Mazela nacional
A desigualdade, que se manifesta em vários âmbitos da vida brasileira, é a maior ameaça à democracia no país. A questão foi tratada pelo presidente do Ipea em evento realizado na Universidade Federal do Paraná, em Curitiba.
Marcio Pochmann ao lado das sociólogas Luciana Veiga (UFPR) e Celi Scalon (UFRJ). Em palestra proferida no III Seminário de Sociologia e Política da UFPR, o economista se deteve sobre a questão da desigualdade no Brasil. (foto: Rodrigo Juste Duarte)
O economista Marcio Pochmann, presidente do Instituto de Pesquisa Econômica Aplicada (Ipea), chamou de ‘heróis’ os brasileiros de famílias pobres que conseguem conciliar trabalho e estudo.
“No Brasil, dificilmente um filho de rico começa a trabalhar antes de concluir a graduação ou, em alguns casos, até mesmo a pós-graduação”, observou Pochmann em palestra proferida na abertura da terceira edição do Seminário Sociologia e Política.
O evento – que acontece desde segunda-feira e termina hoje (28/9) – foi promovido pelos programas de pós-graduação em Sociologia e em Ciência Política da UFPR.
“Os brasileiros pobres que estudam e trabalham se submetem a uma jornada de até 16 horas diárias, oito de trabalho, quatro de estudo e outras quatro de deslocamentos. Essas condições são piores do que as enfrentadas pelos operários no século 19.”
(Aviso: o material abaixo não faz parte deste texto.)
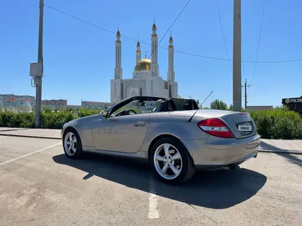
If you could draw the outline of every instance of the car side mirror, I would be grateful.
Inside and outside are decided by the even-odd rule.
[[[103,117],[108,117],[109,112],[106,110],[104,110],[101,112],[101,114]]]

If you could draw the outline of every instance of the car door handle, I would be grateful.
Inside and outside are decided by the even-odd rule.
[[[139,121],[139,122],[136,122],[135,124],[134,124],[134,125],[135,126],[143,126],[143,125],[145,125],[145,122],[143,122],[143,121]]]

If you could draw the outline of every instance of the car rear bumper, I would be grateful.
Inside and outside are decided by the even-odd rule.
[[[246,138],[181,140],[197,168],[221,168],[234,165],[255,157],[260,145],[259,134]]]

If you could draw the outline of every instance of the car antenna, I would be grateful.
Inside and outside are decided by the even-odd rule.
[[[207,99],[209,98],[209,96],[211,96],[211,95],[212,94],[213,91],[210,92],[210,94],[207,97],[207,98],[205,99],[205,101],[203,101],[202,103],[200,104],[200,105],[198,107],[198,109],[196,110],[196,111],[194,112],[194,114],[193,114],[193,115],[191,116],[191,118],[188,120],[188,123],[191,122],[192,121],[193,117],[194,116],[195,114],[197,113],[197,111],[200,108],[200,107],[202,106],[202,104],[205,102],[205,101],[207,100]]]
Ainda existem 400 mil brasileiros com até 14 anos fora da escola. Se essa faixa etária for estendida para 16 anos, a cifra salta para 3,8 milhões de pessoas
O presidente do Ipea lembrou que o Brasil levou cem anos, desde a proclamação da República, em 1889, para universalizar o acesso de crianças e adolescentes ao ensino fundamental. “Mas esse acesso foi condicionado ao não crescimento dos recursos da educação, que permaneceram em torno de 4,1% ou 4,3% do PIB. Sem ampliar os recursos, aumentamos as vagas com a queda da qualidade do ensino.”
Mas essa universalização do ensino fundamental não significa que 100% dos brasileiros em idade escolar estejam estudando. Segundo dados apresentados pelo economista, ainda existem 400 mil brasileiros com até 14 anos fora da escola. Se essa faixa etária for estendida para 16 anos, a cifra salta para 3,8 milhões de pessoas.
Segundo Pochmann, de cada dez brasileiros, um é analfabeto. E ainda temos cerca de 45% de analfabetos funcionais (que são capazes de ler mas não de interpretar o que leem). “É muito difícil fazer valer a democracia nesse cenário”, disse.
Concentração na marcha a ré
Em sua fala, o dirigente do Ipea abordou também temas como redução da taxa de fecundidade das mulheres brasileiras, crescimento da população idosa, monopólio das corporações privadas transnacionais e concentração da propriedade da terra.
“O Brasil não fez reforma agrária, não democratizou o acesso à terra. Temos uma estrutura fundiária mais concentrada do que em 1920, com o agravante de que parte dela está nas mãos de estrangeiros”, afirmou o economista.
O Brasil não fez reforma agrária, não democratizou o acesso à terra. Temos uma estrutura fundiária mais concentrada do que em 1920
“De um lado, 40 mil proprietários rurais são donos de 50% da terra agriculturável do país e elegem de 100 a 120 deputados federais. De outro, 14 milhões trabalhadores rurais, os agricultores familiares, elegem apenas de seis a dez deputados.”
Ainda segundo Pochmann, a participação dos 10% mais ricos no estoque da riqueza brasileira não mudou nos últimos três séculos. Permanece estacionada na faixa de 70% a 75%.
Para ele, a desigualdade é um produto do subdesenvolvimento. “Não que os países desenvolvidos não tenham desigualdade, mas não de forma tão escandalosa”, observou.
Crítica à academia
O economista criticou a forma como a comunidade acadêmica tem tratado o tema das desigualdades no Brasil. Segundo ele, o assunto tem sido apresentado de forma muito descritiva e com pouco enfrentamento. “Em que medida a discussão está ligada a intervenções efetivas, a políticas que possam de fato alterar a realidade?", perguntou.
O tema das desigualdades tem sido apresentado de forma muito descritiva e com pouco enfrentamento
Em sua avaliação, a fragmentação e especialização das ciências sociais aprofundam o quadro de alienação sobre o problema das desigualdades.
“As pesquisas não mudam a realidade. Quem muda a realidade é o homem. Agora, as pesquisas mudam o homem. Se mudarem o homem, ele muda a realidade. Nada nos impede de fazer isso, a não ser o medo, o medo de ousar.”